Sometimes when I listen to this kind of jazz, it makes me feel like an old fart. My wife calls it old-fart music, which doesn't help. But when my self-esteem is a little better, I can enjoy it for the smart, sophisticated music that it is.
Andrew Hill (piano)
Judgment! (1964), Point of Departure (1964)
A few names pop up regularly as major influences or the inspiration for later musicians. Andrew Hill is one of them. He is a highly praised player and composer and a fair number of contemporary pianists seem to take their cue from them.
As it turns out, the Penguin Guide authors have reservations about even some of his best work. Judgment!, for instance, is singled out because of what Bobby Hutcherson – one of my favourite players on one of my favourite jazz instruments, the vibraphone – adds to the mix. He is called “the other neglected giant of modern jazz” (along with Hill). For my amateur ears it sounds as if Hutcherson makes an heroic effort to bind the elements of his leader’s playing into a seamless whole. Hill is constantly running through arpeggios or repeating chords as if he expects this will help him break through to the other side of tradition. There’s a lot of going, but not a lot of getting somewhere.
PG calls Point of Departure one of the “very great albums of the ‘60s”, gives it their highest rating of four stars as well as the crown, their stamp for a personal favourite, and marks it as a key title for any collection. Then they mention Hill’s “determination to build on the example of Monk”, to which my first reaction is “not another one…” The album dips into free jazz, especially when Eric Dolphy lets rip on sax, then retreats again. What caught my fancy was the bumble bee flights of trumpeter Kenny Dorham and the tireless, crisp drumming of Tony Williams.
The point of this blog is to write about artist and albums I discovered and liked right away, maybe inspiring you to explore them. So why include Hill? He seems too important to skip and perhaps you should hear him, if only to understand his impact on modern jazz piano.

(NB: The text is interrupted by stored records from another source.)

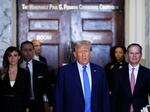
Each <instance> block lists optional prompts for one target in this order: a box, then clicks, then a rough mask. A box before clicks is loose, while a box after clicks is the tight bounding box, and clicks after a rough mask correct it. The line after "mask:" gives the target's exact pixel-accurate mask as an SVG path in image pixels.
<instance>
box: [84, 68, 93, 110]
mask: <svg viewBox="0 0 150 112" xmlns="http://www.w3.org/2000/svg"><path fill="white" fill-rule="evenodd" d="M86 67H87V66H83V83H84V99H85V112H91V91H90V82H89V78H88V74H87V71H86Z"/></svg>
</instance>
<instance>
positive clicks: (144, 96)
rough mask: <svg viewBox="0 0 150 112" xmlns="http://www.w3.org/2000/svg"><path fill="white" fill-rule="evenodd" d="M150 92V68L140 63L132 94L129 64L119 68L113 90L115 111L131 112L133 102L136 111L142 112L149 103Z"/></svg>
mask: <svg viewBox="0 0 150 112" xmlns="http://www.w3.org/2000/svg"><path fill="white" fill-rule="evenodd" d="M149 93H150V70H149V69H147V68H145V67H143V66H141V65H140V67H139V71H138V75H137V80H136V84H135V88H134V93H133V95H132V93H131V89H130V81H129V69H128V65H127V66H125V67H123V68H122V69H120V70H118V72H117V73H116V77H115V85H114V88H113V92H112V105H113V112H129V109H130V105H131V104H132V105H133V108H134V112H140V110H141V109H142V108H143V107H145V106H146V105H147V104H148V94H149Z"/></svg>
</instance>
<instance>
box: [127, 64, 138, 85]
mask: <svg viewBox="0 0 150 112" xmlns="http://www.w3.org/2000/svg"><path fill="white" fill-rule="evenodd" d="M139 66H140V65H139V64H137V65H136V66H135V67H132V66H131V65H130V64H129V79H130V80H131V72H132V68H134V77H135V83H136V80H137V75H138V71H139Z"/></svg>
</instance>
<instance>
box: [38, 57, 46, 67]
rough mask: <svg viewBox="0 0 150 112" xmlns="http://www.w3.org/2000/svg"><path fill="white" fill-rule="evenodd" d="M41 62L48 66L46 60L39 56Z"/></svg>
mask: <svg viewBox="0 0 150 112" xmlns="http://www.w3.org/2000/svg"><path fill="white" fill-rule="evenodd" d="M39 60H40V62H42V63H45V64H46V65H47V61H46V58H44V57H43V56H41V55H39Z"/></svg>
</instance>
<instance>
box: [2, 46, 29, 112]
mask: <svg viewBox="0 0 150 112" xmlns="http://www.w3.org/2000/svg"><path fill="white" fill-rule="evenodd" d="M20 61H21V52H20V51H19V50H18V49H17V48H16V47H13V46H11V47H8V48H7V49H6V51H5V53H4V56H3V68H2V71H1V76H0V83H1V84H0V93H1V94H0V95H1V100H0V101H1V109H0V111H1V112H28V111H29V110H28V102H29V95H30V76H29V74H28V72H27V71H26V70H24V69H22V68H20V67H19V64H20Z"/></svg>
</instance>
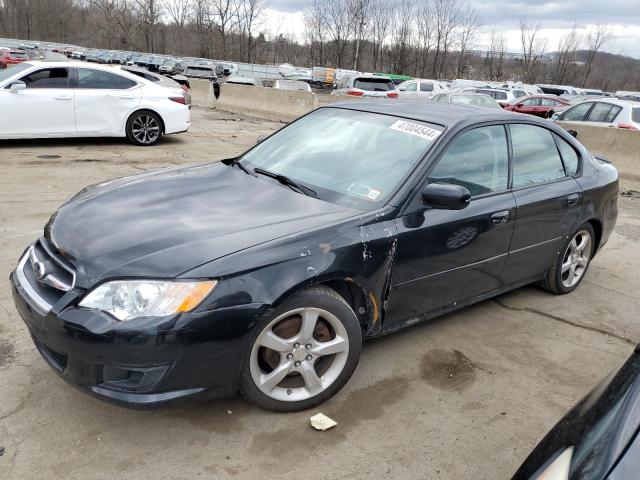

Who knows, you might find your way into these albums.
Bobby Jaspar (sax, flute)
Jazz in Paris: Modern Jazz au Club Saint Germain (1955), Clarinescapade (1956), Jeux de Quartes (1958)
He died terribly young and only a handful of albums are still available. His sax sound was like a Belgian version of Lester Young, Penguin Guide says. So why bother? Because his lines still sound fresh and breezy, also on clarinet, and he doesn’t just play pretty on flute as many others do on this instrument.
On most discs he’s joined by big American names. It’s cool bebop in the best sense – Jaspar is a go-to guy when you want something to lift your spirits. Clarinescapade, made during an American stint, gets the highest mark in PG. For a focus on flute, try Jeux de Quartes. On Apple Music you may have to search for these by album title.